Но время шло, и люди становились сильнее, а Бог дальше. Уже говорили, что молитвы не доходят к Богу, ибо он слишком мудр и велик, чтобы решения его сообразовались с мольбами ничтожного червя. Пути его неисповедимы. Доброе в наших глазах для него может быть злом, не нам судить о нем, по да будет воля Его. Бог возвеличился и обезчеловечился.

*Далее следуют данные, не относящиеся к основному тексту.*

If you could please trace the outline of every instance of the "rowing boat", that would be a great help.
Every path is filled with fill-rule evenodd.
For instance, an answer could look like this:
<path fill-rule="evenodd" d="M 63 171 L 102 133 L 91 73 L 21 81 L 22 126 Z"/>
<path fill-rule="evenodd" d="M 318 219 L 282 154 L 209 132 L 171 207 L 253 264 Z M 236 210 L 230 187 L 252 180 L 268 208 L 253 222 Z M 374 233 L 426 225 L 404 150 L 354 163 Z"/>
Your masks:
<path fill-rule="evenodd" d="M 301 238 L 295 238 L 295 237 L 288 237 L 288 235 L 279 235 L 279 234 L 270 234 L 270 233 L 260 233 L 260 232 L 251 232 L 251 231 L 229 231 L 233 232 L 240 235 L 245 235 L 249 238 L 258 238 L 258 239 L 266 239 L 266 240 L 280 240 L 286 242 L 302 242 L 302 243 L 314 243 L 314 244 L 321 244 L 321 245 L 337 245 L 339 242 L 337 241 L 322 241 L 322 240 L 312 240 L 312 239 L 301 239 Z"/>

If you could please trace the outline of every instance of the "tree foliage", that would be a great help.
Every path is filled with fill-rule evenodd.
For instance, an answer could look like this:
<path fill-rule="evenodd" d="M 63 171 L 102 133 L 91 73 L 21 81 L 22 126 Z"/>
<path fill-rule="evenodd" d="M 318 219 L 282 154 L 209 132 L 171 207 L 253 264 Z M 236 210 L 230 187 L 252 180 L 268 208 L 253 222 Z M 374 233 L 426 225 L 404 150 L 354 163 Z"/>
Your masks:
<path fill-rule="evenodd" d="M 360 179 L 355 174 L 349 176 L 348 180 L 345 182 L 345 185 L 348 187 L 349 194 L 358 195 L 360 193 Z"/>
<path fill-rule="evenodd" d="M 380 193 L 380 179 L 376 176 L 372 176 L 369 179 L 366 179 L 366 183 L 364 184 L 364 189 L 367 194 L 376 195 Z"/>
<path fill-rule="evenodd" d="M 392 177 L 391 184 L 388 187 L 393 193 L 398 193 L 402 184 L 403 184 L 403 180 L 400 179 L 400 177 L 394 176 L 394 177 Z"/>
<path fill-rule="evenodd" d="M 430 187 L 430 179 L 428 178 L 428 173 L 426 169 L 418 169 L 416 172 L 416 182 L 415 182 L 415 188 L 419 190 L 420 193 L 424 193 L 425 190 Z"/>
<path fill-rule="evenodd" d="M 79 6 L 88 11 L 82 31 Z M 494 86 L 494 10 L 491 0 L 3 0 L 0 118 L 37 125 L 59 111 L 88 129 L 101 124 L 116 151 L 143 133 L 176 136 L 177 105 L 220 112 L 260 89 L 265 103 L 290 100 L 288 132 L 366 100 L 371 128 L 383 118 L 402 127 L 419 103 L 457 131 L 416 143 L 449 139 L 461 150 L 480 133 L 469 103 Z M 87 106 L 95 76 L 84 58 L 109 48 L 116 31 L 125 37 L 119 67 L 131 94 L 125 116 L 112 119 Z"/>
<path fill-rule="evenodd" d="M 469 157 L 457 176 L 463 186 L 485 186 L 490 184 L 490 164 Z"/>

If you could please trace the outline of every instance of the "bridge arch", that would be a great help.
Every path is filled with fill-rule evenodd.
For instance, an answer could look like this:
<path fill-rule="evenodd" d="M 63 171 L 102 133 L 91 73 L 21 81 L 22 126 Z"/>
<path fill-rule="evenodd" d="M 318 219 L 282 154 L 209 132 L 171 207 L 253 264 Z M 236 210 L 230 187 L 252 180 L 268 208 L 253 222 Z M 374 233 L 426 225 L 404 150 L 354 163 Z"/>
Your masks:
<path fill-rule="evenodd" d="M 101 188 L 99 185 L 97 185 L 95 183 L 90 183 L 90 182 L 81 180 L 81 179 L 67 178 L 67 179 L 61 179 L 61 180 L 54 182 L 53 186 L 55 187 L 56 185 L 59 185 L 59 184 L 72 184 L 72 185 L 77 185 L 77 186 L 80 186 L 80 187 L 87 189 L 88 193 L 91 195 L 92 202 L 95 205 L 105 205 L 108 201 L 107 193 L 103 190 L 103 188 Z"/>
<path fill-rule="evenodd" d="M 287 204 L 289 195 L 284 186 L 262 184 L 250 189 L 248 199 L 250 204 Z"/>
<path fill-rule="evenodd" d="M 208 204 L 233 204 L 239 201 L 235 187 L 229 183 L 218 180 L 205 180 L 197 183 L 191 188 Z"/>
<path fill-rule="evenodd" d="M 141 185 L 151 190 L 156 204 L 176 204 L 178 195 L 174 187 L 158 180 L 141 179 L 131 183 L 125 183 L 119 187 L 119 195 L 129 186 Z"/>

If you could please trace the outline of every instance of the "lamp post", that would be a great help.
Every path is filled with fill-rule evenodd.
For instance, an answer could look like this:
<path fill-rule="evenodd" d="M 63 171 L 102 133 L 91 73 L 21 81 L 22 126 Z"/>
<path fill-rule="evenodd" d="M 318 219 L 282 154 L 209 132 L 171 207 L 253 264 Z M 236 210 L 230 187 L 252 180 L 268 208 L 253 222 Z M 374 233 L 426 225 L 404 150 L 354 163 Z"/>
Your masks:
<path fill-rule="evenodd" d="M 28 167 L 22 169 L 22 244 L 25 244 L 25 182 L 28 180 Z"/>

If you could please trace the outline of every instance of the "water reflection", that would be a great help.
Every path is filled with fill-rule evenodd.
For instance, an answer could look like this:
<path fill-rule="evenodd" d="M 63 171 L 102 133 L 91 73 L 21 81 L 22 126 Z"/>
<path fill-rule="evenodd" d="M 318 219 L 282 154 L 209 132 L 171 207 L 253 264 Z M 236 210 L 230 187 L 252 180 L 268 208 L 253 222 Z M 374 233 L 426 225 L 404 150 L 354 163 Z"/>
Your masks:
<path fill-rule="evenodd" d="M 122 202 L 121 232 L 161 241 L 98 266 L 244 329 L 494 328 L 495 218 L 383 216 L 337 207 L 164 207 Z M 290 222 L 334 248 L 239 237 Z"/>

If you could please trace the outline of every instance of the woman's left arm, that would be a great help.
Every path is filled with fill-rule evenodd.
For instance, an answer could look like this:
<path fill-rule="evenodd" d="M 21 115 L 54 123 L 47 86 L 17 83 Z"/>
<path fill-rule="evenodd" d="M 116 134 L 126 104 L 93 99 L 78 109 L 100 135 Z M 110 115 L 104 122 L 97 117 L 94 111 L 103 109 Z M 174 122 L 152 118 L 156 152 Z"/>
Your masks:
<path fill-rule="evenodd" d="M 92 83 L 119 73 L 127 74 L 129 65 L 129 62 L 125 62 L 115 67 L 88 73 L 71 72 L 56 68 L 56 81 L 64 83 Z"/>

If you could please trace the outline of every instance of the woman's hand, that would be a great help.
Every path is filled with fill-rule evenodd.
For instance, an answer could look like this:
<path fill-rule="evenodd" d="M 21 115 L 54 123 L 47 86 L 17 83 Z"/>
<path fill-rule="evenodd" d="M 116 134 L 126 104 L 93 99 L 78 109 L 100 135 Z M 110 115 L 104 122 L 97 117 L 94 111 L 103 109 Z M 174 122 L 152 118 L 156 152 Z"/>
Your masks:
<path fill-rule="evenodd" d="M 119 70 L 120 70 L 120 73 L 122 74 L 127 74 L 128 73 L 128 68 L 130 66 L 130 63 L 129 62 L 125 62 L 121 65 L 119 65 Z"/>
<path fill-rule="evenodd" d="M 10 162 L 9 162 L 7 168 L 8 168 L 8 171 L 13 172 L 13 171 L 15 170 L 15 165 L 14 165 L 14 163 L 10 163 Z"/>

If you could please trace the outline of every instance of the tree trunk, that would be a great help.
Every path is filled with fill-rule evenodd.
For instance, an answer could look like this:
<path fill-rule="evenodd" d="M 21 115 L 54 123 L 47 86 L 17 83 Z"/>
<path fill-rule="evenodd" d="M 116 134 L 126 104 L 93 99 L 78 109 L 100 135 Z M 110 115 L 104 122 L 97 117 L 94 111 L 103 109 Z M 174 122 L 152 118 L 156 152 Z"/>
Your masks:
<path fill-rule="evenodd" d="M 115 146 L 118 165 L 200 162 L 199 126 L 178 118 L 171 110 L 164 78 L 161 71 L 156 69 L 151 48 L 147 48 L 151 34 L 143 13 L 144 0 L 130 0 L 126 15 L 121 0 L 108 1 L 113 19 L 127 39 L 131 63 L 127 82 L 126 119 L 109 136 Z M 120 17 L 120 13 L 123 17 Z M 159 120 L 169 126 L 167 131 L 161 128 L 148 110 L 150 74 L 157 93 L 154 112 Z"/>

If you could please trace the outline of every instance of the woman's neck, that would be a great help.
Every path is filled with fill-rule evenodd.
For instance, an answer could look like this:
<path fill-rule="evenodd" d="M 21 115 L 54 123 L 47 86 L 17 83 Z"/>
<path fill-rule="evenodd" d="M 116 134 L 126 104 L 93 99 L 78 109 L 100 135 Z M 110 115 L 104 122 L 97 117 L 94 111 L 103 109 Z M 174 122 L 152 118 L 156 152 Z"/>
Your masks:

А там пришел иудаизм и уподобил вселенную прекрасному часовому механизму. Чем мудрее мастер, тем менее нуждается построенный им механизм в — дальнейших его заботах. Бог успокоился в бесконечной Субботе, а в пятницу законченный мир живет себе, идя своим путем. А в нем централен ли человек? Он-то для человека ли? Все более сомневаются в этом. Развертывается все непобедимее пантеизм, говорящий: „Бог и все едино суть“. Но это все уж совсем не человекоподобно. Сам человек — лишь ничтожная часть всего. Центральная ли? Нет. Уже в системе Спинозы, в этом океане, каждая капля которого неожиданно разверзается перед вами в новый океан, человек тонет, уничтожается. Пантеизм — это вера в Бога-Природу, ту самую, о которой поэты говорят, что она, равнодушная, сияет вечною красой над человеческими горестями.
Правда, не сразу пришло человечество к выводу об абсолютном равнодушии природы. Суровый материалист Гольбах, книга которого показалась такой удручающе серой спинозисту Гете, еще пишет слово Природа с большой буквы и, уверенный в непререкаемости ее законов, он верит в то же время в ее изначальную разумность и благость.
Припомните тургеневский образ природы-титании в зеленом платье, которая металлическим голосом вещает, что ей одинаково дороги человек и блоха. Эта зеленоодеждая богиня — еще добрая мать по сравнению с нынешним представлением о природе. Нашей природе уже ничто не может быть дорого — ни человек, ни блоха. Она, строго говоря, вовсе не существует, ибо в ней нет центрального сознания, она ничего не чувствует, она — простой конгломерат сил. Но самое убийственное в ней — это ее закономерность, ибо в ней нет договора и нет законодателя, — есть только рабы Каждое существо в происхождении, развитии и исчезновении своем находится в математически строгой зависимости от своей среды. Все оно получило из нее, все продиктовано ему ею. Но ведь все целое составлено из таких рабских частей, все слепо, нелепо взаимотиснится, взаимопорабощено, скованное цепями безликой фатальности.